Depuis quelques années, des voix se lèvent pour protester contre l'absence de choix imposé par les éditeurs aux joueurs – ce qui conduit les gamers à être passifs et à ne jamais mettre en jeu leur sens moral. S'il est tout à fait logique que le jeu vidéo ne suive pas les mêmes règles que celles qui encadrent nos sociétés, on peut tout de même se demander si l'absence de choix ne pose pas certaines questions quant à la propension de l'être humain à suivre bêtement ce qu'on lui dit de faire. Après, le succès d'un jeu vidéo est bâti sur sa capacité à nous faire incarner une personne étrangère – c'est de cet écart que naît l'intérêt, mais aussi le questionnement éthique. De la même façon qu'un rêve est souvent régi par des lois physiques ou morales bien différentes des nôtres, le jeu vidéo obéit à une logique qui lui est propre.

Mais, après tout, c'est cette liberté créative, assumée par les studios, qui fait des FPS de guerre de véritables œuvres. Demande-t-on au spectateur d'un film de Pierre Schoendoerffer ou d'une exposition photo consacrée au conflit syrien d'être indigné par ce qu'il voit ? Il en va de même pour un gamer, qui accepte son rôle de mec passif dès lors qu'il tient une manette entre les mains.

Il faut donc voir ces jeux comme une œuvre dépassant très souvent les limites du raisonnable pour le plus grand plaisir des gamers, comme moi. Après, il ne s'agit pas d'utiliser cet argument pour légitimer tout et n'importe quoi. C'est aussi l'avis de Yohan lorsqu'il me dit que « la présence de telles scènes doit se justifier dans le scénario pour que l'impact soit fort, compris, et accepté par le spectateur. Quand on regarde par exemple Irréversible, on n'accepte la violence qu'après avoir été témoin de l'acte immonde commis par l'auteur du viol. Sans la scène choquante et atroce du souterrain, le film n'aurait pas la même puissance et le spectateur qualifierait peut-être de gratuite la violence du film. Je pense que c'est exactement pareil dans le jeu vidéo. Si la transgression de l'éthique est utile et qu'elle est habilement montrée, alors elle est justifiée et donne à l'œuvre globale un impact encore plus fort. »

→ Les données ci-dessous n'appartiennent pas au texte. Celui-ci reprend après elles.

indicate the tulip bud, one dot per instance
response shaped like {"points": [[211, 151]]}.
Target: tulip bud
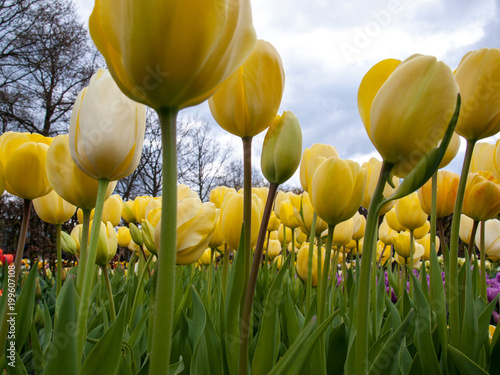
{"points": [[135, 234], [343, 179], [282, 149], [308, 163], [107, 244]]}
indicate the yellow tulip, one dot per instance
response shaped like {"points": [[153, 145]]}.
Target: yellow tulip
{"points": [[309, 162], [205, 258], [412, 101], [426, 243], [106, 131], [128, 212], [358, 226], [337, 189], [218, 194], [422, 231], [76, 234], [285, 209], [451, 151], [386, 233], [386, 249], [409, 212], [465, 228], [373, 167], [447, 187], [107, 244], [68, 181], [172, 53], [52, 209], [402, 246], [274, 248], [112, 210], [288, 232], [302, 259], [23, 159], [342, 233], [232, 219], [195, 224], [491, 240], [247, 102], [478, 75], [484, 158], [274, 222], [124, 237], [281, 149], [482, 196], [304, 215]]}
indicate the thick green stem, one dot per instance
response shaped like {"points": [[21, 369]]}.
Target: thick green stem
{"points": [[59, 259], [364, 278], [165, 288], [324, 276], [247, 210], [257, 259], [110, 293], [88, 277], [139, 290], [309, 262], [453, 294], [225, 268], [483, 262], [82, 264]]}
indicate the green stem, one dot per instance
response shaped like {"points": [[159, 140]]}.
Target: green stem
{"points": [[364, 278], [247, 210], [483, 262], [88, 279], [59, 259], [472, 238], [433, 209], [453, 294], [165, 288], [110, 293], [139, 290], [82, 264], [309, 262], [324, 276], [225, 268], [257, 259]]}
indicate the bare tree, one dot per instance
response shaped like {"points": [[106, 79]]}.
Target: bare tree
{"points": [[50, 61]]}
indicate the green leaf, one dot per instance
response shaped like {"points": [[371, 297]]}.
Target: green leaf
{"points": [[16, 368], [61, 355], [427, 165], [268, 341], [423, 332], [104, 358], [207, 352], [292, 362], [36, 350], [25, 305], [464, 364], [337, 350], [391, 347]]}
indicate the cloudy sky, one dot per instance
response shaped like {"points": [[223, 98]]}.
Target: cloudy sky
{"points": [[328, 45]]}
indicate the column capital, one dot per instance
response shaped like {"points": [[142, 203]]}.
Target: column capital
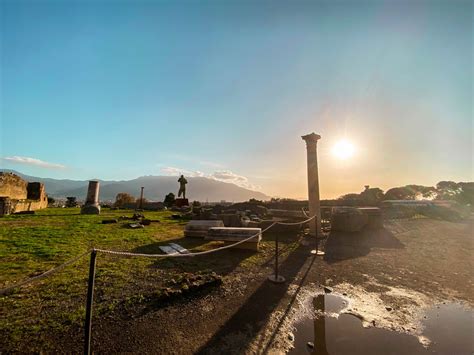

Si je considère les FPS de guerre comme les meilleurs jeux au monde, c'est principalement pour cette raison. La violence y est très souvent amenée avec brio – OK pas dans Postal 2 – et ne choque que ceux qui désespèrent de trouver dans l'univers vidéoludique les racines des nombreux maux qui gangrènent notre société. Avec l'arrivée de la réalité virtuelle, nous pourrons bientôt participer pleinement à une mission d'exfiltration d'un prisonnier syrien ou alors refaire le débarquement de Normandie, tout en restant confortablement installé dans son salon. J'ai hâte.